Operations runbooks

cloudnative-mysql ships a kubectl plugin, kubectl-cloudnative-mysql, that wraps common day-two operations. Install it once:

make install-plugin

Most commands accept an optional CLUSTER argument. When you omit it, the plugin picks the only cluster in the current namespace and warns if there are several.

Commands in this guide use cluster-sample as the Cluster name.

Inspect cluster state

kubectl cloudnative-mysql status
kubectl cloudnative-mysql status cluster-sample

Add -w or --watch to refresh every 2s, like watch(1):

kubectl cloudnative-mysql status -w
kubectl cloudnative-mysql status -w --watch-interval=5s

The status command shows instance topology, phase, conditions, and health. For raw Kubernetes output, kubectl describe cluster and kubectl get events still work and give you more detail when you need it.

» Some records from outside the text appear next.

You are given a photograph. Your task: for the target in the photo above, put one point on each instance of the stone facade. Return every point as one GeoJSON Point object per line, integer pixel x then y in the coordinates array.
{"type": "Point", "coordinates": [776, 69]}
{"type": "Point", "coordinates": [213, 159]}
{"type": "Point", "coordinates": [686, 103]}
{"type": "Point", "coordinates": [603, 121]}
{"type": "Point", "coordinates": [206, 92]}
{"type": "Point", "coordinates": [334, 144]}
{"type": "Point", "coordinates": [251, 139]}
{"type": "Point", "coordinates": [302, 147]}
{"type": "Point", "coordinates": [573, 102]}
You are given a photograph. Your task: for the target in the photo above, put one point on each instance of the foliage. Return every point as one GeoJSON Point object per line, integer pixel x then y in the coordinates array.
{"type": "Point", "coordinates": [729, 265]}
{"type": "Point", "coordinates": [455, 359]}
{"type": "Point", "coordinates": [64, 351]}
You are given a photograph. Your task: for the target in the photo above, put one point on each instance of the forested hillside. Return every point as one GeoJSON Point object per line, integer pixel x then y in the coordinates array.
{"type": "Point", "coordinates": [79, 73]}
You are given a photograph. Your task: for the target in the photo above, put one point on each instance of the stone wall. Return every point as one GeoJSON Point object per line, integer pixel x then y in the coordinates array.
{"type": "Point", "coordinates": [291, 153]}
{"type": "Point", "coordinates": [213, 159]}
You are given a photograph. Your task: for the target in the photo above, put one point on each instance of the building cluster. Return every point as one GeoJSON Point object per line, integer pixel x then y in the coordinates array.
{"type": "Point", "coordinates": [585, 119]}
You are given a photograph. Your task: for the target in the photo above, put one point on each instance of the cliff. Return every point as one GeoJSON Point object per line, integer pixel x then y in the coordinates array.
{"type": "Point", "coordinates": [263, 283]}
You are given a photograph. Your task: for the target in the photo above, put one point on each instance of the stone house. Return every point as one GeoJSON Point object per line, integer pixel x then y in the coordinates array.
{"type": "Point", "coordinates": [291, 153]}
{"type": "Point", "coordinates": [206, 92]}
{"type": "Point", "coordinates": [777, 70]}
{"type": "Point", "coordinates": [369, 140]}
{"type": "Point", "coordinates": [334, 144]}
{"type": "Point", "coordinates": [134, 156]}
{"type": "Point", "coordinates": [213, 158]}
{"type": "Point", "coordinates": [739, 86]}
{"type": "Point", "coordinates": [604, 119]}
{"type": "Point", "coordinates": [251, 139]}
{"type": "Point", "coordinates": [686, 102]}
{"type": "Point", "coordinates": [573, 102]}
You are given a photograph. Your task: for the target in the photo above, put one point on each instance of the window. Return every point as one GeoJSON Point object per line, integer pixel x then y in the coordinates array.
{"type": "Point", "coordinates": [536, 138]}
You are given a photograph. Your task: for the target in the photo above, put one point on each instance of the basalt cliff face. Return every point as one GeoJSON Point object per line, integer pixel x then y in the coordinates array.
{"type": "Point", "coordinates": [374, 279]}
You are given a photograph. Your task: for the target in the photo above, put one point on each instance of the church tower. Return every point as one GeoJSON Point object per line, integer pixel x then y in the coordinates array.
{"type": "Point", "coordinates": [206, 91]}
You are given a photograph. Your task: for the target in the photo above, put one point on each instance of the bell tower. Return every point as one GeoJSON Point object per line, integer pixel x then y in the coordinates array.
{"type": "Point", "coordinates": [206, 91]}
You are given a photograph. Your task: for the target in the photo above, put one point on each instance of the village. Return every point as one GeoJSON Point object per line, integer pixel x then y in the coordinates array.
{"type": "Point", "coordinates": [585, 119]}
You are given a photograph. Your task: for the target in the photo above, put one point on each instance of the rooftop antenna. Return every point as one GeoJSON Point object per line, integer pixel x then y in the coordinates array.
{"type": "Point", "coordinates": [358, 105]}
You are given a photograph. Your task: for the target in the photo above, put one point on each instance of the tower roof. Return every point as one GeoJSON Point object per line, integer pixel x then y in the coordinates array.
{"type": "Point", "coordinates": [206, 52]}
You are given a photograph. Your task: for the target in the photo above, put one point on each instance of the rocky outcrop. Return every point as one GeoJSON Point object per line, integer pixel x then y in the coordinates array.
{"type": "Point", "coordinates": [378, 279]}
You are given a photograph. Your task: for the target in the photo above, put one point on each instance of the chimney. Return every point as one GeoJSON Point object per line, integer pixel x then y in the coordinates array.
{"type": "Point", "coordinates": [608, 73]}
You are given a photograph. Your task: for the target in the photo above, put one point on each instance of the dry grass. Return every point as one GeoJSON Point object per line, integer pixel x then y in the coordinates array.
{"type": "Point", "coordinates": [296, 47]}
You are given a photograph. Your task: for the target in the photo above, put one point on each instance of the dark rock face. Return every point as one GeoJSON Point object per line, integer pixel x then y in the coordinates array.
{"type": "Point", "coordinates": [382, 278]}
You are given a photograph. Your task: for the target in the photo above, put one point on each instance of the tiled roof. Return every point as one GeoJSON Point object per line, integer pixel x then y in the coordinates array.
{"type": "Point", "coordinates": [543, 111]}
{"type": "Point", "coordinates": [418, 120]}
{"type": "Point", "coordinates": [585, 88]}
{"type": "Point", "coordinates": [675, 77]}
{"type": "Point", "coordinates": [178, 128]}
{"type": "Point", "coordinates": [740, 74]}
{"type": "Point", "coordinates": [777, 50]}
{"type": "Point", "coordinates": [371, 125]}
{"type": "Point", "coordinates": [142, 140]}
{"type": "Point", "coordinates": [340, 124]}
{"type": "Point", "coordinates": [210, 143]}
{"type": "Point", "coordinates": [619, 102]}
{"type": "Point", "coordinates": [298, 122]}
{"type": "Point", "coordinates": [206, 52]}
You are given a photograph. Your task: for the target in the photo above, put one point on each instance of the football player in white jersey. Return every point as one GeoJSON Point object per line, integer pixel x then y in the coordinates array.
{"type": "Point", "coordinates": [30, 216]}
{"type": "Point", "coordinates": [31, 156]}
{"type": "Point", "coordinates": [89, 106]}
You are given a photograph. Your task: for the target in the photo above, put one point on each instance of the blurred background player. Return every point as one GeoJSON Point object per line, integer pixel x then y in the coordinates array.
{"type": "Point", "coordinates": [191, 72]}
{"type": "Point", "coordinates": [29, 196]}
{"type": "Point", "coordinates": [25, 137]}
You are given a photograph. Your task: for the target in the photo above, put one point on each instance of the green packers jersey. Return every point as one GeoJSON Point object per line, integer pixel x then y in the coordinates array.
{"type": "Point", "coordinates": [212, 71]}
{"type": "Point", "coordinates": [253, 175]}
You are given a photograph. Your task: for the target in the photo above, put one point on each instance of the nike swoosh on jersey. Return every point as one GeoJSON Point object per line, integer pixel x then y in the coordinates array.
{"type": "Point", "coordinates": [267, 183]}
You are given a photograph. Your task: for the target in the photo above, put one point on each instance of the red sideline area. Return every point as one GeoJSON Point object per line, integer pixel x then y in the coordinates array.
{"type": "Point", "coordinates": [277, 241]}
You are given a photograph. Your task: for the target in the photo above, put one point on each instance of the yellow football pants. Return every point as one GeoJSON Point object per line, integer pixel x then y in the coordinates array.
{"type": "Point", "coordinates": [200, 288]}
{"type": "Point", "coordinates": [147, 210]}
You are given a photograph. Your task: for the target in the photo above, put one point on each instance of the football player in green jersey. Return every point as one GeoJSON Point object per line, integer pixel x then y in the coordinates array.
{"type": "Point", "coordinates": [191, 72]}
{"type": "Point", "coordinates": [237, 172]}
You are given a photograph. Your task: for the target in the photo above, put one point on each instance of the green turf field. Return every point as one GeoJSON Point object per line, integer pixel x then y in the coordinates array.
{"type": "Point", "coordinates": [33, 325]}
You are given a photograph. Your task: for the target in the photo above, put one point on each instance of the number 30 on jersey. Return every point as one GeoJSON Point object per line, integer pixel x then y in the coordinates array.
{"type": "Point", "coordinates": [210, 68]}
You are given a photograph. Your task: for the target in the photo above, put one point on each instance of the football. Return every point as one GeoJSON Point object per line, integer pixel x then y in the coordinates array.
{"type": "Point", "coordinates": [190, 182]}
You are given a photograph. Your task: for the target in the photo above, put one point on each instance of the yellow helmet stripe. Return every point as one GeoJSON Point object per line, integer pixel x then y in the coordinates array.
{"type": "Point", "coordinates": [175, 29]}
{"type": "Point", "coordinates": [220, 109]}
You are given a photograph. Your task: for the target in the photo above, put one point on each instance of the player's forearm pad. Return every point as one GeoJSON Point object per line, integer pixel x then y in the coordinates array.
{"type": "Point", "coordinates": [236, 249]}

Key status fields on the Cluster resource:

status.readyInstances
status.currentPrimary
status.targetPrimary
status.gtidExecutedByInstance
status.divergedInstances
status.continuousArchiving
status.phase and status.phaseReason

Stream logs

kubectl cloudnative-mysql logs cluster-sample          # all instances, merged with a prefix
kubectl cloudnative-mysql logs cluster-sample cluster-sample-2  # single instance

Scale up

kubectl patch cluster cluster-sample --type merge -p '{"spec":{"instances":4}}'
kubectl wait --for=condition=Ready cluster/cluster-sample --timeout=15m

Scale-up is ordered. cloudnative-mysql creates one replica at a time and waits for it to be healthy before creating the next one.

Scale down

kubectl patch cluster cluster-sample --type merge -p '{"spec":{"instances":1}}'

Scale-down removes highest-ordinal replicas first. cloudnative-mysql deletes replica Pods but retains PVCs. It never scales below one instance and does not remove the current primary during normal scale-down.

List retained PVCs:

kubectl get pvc -l mysql.cloudnative-mysql.io/cluster=cluster-sample

Delete retained PVCs only after confirming the data is no longer needed.

Planned switchover

cloudnative-mysql follows the CNPG-style status transition model. A planned switchover promotes a named healthy replica. Use the plugin:

kubectl cloudnative-mysql promote cluster-sample cluster-sample-2

Watch progress:

kubectl cloudnative-mysql status -w

The operator validates the target, waits for GTID containment, bounds the operation by spec.maxSwitchoverDelay, and lets the selected instance promote itself. Role Services move after the database role is safe.

You can also trigger a switchover manually through the subresource:

kubectl patch cluster cluster-sample --subresource=status --type merge \
  -p '{"status":{"targetPrimary":"cluster-sample-2"}}'

Fence an instance

Fencing takes an instance out of service without deleting it or its data. The Pod stays, the PVC stays, but the instance drops out of all routing Services and is held read only:

kubectl cloudnative-mysql fence on cluster-sample cluster-sample-2

Unfence it to restore normal routing and role reconciliation:

kubectl cloudnative-mysql fence off cluster-sample cluster-sample-2

The operator tracks fenced instances in status.fencedInstances. A fenced instance is skipped as a failover candidate. Fencing the primary stops writes for the cluster because the rw Service has no endpoint. That is deliberate: use fencing to freeze an instance for inspection or maintenance, not as a failover trigger.

Automatic failover

Automatic failover is driven by primary health, Pod readiness, and GTID safety. spec.failoverDelay controls how long cloudnative-mysql waits after detecting the primary as failed. 0 means immediate failover.

spec:
  failoverDelay: 30

During failover cloudnative-mysql:

chooses a ready replica with healthy replication SQL state;
checks that candidate GTID sets are comparable;
fences the old primary Pod while retaining its PVC;
sets targetPrimary to the safe candidate;
updates role labels and Services after promotion.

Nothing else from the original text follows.